Child to Parent Violence is any behaviour used by a young person to control, dominate or coerce parents/carers. It is intended to threaten and intimidate and puts family safety at risk. The violence is about a range of behaviours, including non-physical acts, aimed at achieving ongoing control over another person by instilling fear.
This problem of child to parent violence is complex and deeply impacts families, practitioners and the wider society. It is an emerging area of research and remains under reported as a strain of family violence. However, available statistics do indicate a worrying increase in reported incidents.
Practitioners working directly with families support these statistics with evidence from their increased caseloads. Research and experience suggest some causational trends to this increase include:
- With increasingly complex family and work arrangements often parental guilt means children are indulged more making it difficult for parents to later instil boundaries.

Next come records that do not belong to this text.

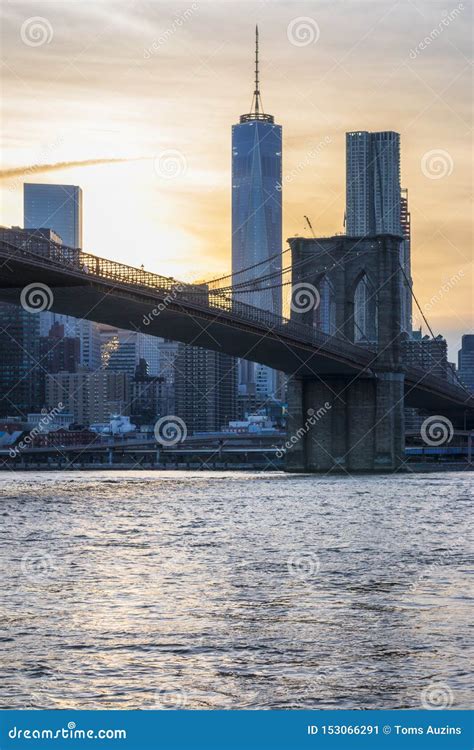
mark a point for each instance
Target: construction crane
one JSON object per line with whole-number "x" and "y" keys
{"x": 310, "y": 226}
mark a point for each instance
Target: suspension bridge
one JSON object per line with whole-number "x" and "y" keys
{"x": 364, "y": 383}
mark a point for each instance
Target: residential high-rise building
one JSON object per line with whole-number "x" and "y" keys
{"x": 375, "y": 201}
{"x": 58, "y": 352}
{"x": 466, "y": 361}
{"x": 372, "y": 183}
{"x": 150, "y": 397}
{"x": 405, "y": 262}
{"x": 90, "y": 396}
{"x": 205, "y": 388}
{"x": 57, "y": 207}
{"x": 427, "y": 353}
{"x": 257, "y": 215}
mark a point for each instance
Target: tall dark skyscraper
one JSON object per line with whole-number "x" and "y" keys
{"x": 20, "y": 373}
{"x": 375, "y": 201}
{"x": 257, "y": 215}
{"x": 466, "y": 361}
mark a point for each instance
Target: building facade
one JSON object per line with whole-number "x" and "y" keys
{"x": 205, "y": 388}
{"x": 375, "y": 201}
{"x": 90, "y": 396}
{"x": 466, "y": 361}
{"x": 57, "y": 207}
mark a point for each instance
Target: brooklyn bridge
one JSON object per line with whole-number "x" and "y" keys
{"x": 358, "y": 378}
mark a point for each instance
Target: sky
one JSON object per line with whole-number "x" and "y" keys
{"x": 146, "y": 93}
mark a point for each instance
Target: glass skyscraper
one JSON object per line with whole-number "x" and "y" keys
{"x": 57, "y": 207}
{"x": 376, "y": 203}
{"x": 257, "y": 216}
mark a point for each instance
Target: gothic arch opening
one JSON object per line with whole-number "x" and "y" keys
{"x": 365, "y": 311}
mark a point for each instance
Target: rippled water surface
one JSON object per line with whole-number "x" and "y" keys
{"x": 231, "y": 590}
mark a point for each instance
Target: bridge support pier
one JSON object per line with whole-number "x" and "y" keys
{"x": 341, "y": 424}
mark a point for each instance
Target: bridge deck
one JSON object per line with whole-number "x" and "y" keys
{"x": 86, "y": 286}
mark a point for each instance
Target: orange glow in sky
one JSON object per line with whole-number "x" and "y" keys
{"x": 164, "y": 82}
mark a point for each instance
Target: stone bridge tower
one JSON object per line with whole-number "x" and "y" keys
{"x": 349, "y": 288}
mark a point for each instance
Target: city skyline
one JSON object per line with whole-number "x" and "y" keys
{"x": 316, "y": 110}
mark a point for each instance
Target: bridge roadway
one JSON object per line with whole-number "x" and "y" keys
{"x": 86, "y": 286}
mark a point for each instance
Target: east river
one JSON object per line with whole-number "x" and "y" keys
{"x": 230, "y": 590}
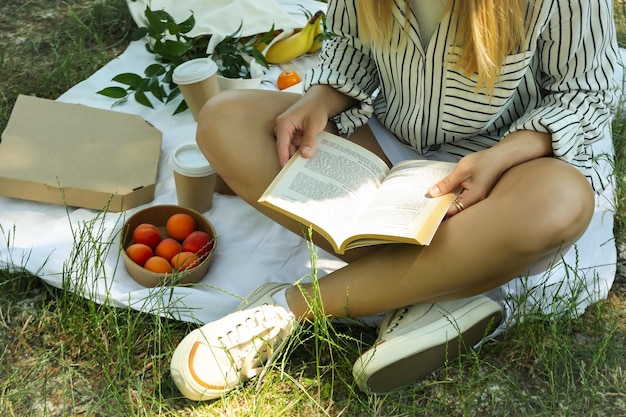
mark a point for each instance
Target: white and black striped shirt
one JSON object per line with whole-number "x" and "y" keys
{"x": 561, "y": 81}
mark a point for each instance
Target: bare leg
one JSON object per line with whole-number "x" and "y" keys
{"x": 534, "y": 208}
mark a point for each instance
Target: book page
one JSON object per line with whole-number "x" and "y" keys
{"x": 329, "y": 188}
{"x": 401, "y": 206}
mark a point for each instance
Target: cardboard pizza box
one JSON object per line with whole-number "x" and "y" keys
{"x": 79, "y": 156}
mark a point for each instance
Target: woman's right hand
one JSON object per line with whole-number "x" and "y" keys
{"x": 297, "y": 127}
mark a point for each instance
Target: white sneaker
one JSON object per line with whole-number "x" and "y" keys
{"x": 416, "y": 340}
{"x": 219, "y": 356}
{"x": 262, "y": 295}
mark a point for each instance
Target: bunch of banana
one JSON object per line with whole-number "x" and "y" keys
{"x": 298, "y": 44}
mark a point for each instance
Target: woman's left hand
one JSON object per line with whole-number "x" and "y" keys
{"x": 475, "y": 175}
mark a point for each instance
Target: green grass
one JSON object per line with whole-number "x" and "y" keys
{"x": 63, "y": 355}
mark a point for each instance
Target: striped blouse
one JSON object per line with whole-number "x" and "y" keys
{"x": 560, "y": 81}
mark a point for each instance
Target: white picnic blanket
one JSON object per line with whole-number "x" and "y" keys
{"x": 48, "y": 240}
{"x": 44, "y": 238}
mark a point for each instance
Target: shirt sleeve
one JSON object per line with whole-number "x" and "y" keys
{"x": 577, "y": 59}
{"x": 346, "y": 65}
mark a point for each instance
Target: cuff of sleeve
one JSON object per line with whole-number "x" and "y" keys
{"x": 357, "y": 116}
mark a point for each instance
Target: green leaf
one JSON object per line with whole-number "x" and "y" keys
{"x": 129, "y": 79}
{"x": 141, "y": 98}
{"x": 187, "y": 25}
{"x": 181, "y": 107}
{"x": 175, "y": 92}
{"x": 113, "y": 92}
{"x": 154, "y": 70}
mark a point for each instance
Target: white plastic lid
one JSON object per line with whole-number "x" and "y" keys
{"x": 194, "y": 71}
{"x": 188, "y": 160}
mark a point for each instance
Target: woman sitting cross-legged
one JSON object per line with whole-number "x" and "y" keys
{"x": 521, "y": 93}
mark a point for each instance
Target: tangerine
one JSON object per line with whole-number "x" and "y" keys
{"x": 158, "y": 264}
{"x": 139, "y": 253}
{"x": 184, "y": 260}
{"x": 148, "y": 234}
{"x": 167, "y": 248}
{"x": 180, "y": 225}
{"x": 287, "y": 79}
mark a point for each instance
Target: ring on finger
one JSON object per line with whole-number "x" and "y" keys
{"x": 459, "y": 206}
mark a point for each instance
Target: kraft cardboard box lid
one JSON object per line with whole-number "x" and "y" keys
{"x": 78, "y": 155}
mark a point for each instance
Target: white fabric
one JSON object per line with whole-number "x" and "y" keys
{"x": 566, "y": 282}
{"x": 251, "y": 249}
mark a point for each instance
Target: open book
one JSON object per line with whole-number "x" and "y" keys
{"x": 348, "y": 195}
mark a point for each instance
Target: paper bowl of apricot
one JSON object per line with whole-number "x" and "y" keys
{"x": 167, "y": 245}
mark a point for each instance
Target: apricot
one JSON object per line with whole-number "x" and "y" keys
{"x": 198, "y": 242}
{"x": 148, "y": 234}
{"x": 167, "y": 248}
{"x": 159, "y": 265}
{"x": 184, "y": 260}
{"x": 287, "y": 79}
{"x": 180, "y": 225}
{"x": 139, "y": 253}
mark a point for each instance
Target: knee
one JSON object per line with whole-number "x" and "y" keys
{"x": 569, "y": 204}
{"x": 216, "y": 116}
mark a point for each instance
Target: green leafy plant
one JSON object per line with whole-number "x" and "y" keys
{"x": 234, "y": 54}
{"x": 171, "y": 45}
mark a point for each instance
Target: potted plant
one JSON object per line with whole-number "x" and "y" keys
{"x": 240, "y": 61}
{"x": 169, "y": 41}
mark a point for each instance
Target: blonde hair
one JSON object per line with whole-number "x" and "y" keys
{"x": 488, "y": 31}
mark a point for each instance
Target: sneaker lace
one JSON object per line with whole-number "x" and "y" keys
{"x": 254, "y": 340}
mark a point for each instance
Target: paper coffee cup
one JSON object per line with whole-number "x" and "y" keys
{"x": 197, "y": 80}
{"x": 194, "y": 178}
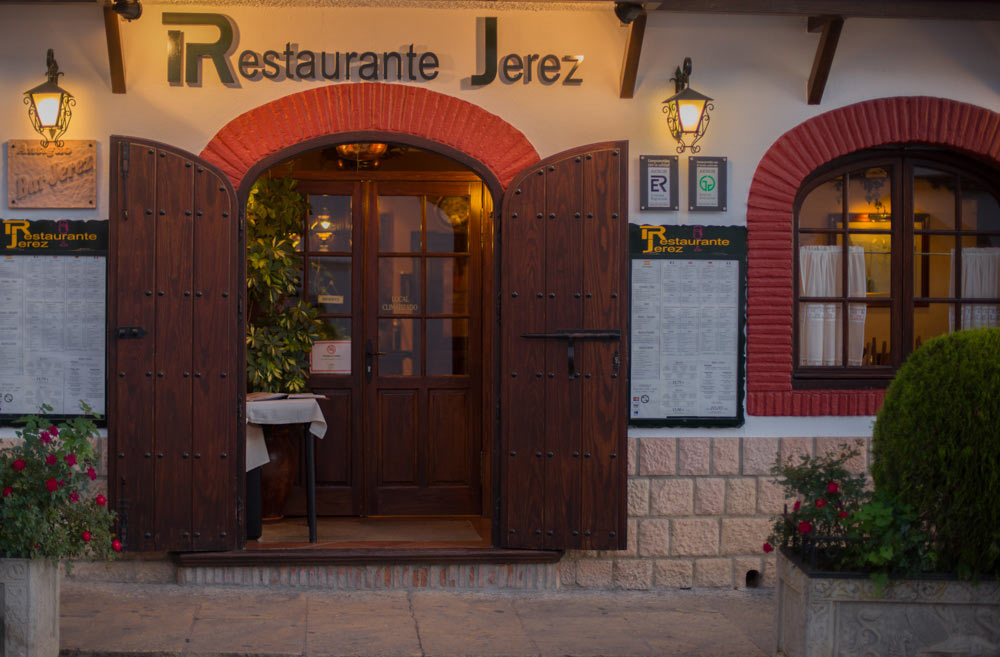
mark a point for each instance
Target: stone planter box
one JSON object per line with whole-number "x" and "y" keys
{"x": 29, "y": 602}
{"x": 826, "y": 614}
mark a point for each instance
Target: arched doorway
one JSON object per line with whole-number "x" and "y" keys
{"x": 557, "y": 359}
{"x": 396, "y": 253}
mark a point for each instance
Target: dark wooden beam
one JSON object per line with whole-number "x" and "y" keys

- Where children have witnessed family violence in some cases children may mimic the violence towards their mothers.
- Society increasingly challenges authority. As we learn from the past and move forward this questioning of authority is very positive but it does represent a shift in dynamics and less defined roles in parenting.
- Legally, parents can no longer physically punish children. However, parents who experienced physical punishment as children have not been trained in an alternative method of consequence, leaving some unsure about how to ‘discipline’ their children.
- Escalation habits. Children learn to escalate their behaviour in order to get their demands met.